Dinky line (or simply "Dinky") is a nickname sometimes used to describe a short railroad line, usually operated with short trains.  The term may come from "dinkey", which is "a small locomotive for hauling cars, shunting, etc. in a railroad yard" and is driven by "Rail Yard Engineers, Dinkey Operators, and Hostlers".

The following have been called dinky lines:

The Ames and College Railway, a steam train line from 1891 through 1907 linking Ames, Iowa with Iowa Agricultural College
The B&O Main Line around Sykesville, MD, called both the "Dinkey" and the "Dinky."
Chicago and Tomah Railroad in Wisconsin, later a branch of the C&NW. Particularly the section between Fennimore and Woodman which was retained as a narrow gauge operation until its closure.

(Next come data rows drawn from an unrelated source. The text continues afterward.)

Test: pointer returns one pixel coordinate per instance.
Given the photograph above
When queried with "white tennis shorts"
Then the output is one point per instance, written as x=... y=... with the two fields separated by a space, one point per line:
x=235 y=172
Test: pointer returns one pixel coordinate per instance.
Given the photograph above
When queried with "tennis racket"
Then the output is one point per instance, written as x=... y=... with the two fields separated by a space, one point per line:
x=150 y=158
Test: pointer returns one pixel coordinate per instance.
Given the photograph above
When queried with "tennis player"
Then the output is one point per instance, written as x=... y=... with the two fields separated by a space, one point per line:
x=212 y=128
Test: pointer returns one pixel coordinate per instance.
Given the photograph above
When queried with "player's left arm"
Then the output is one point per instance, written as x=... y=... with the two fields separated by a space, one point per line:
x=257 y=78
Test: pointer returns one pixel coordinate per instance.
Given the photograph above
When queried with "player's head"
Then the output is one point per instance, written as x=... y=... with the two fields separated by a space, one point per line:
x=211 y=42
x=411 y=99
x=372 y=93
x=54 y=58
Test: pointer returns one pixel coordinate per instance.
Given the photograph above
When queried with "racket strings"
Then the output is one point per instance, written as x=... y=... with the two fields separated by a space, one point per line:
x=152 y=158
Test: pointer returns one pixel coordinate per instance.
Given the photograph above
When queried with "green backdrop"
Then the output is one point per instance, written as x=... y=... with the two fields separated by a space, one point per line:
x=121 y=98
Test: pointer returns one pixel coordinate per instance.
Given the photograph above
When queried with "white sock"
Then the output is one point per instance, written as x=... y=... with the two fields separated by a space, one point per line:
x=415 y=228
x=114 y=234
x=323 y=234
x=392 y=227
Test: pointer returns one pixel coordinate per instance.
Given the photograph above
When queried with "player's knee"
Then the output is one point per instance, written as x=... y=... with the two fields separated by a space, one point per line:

Columbia-Liberty Iron Company in Woodstock, Virginia
Cynwyd Line, Southeastern Pennsylvania Transportation Authority
Mount Airy and Eastern Railroad was a narrow gauge (3-foot) railroad connecting Mount Airy, North Carolina with Kibler Valley in Patrick County, Virginia from 1899 to 1918, a distance of 19.25 miles along the Ararat River.  A quarry line joined at "the Junction" near Riverside Drive.
New Canaan Branch, Metro-North Railroad
Orlando and Winter Park Railway
Princeton Branch, New Jersey Transit
St. Louis and Alton Railroad, between Alton and Grafton, IL, operated by Illinois Terminal.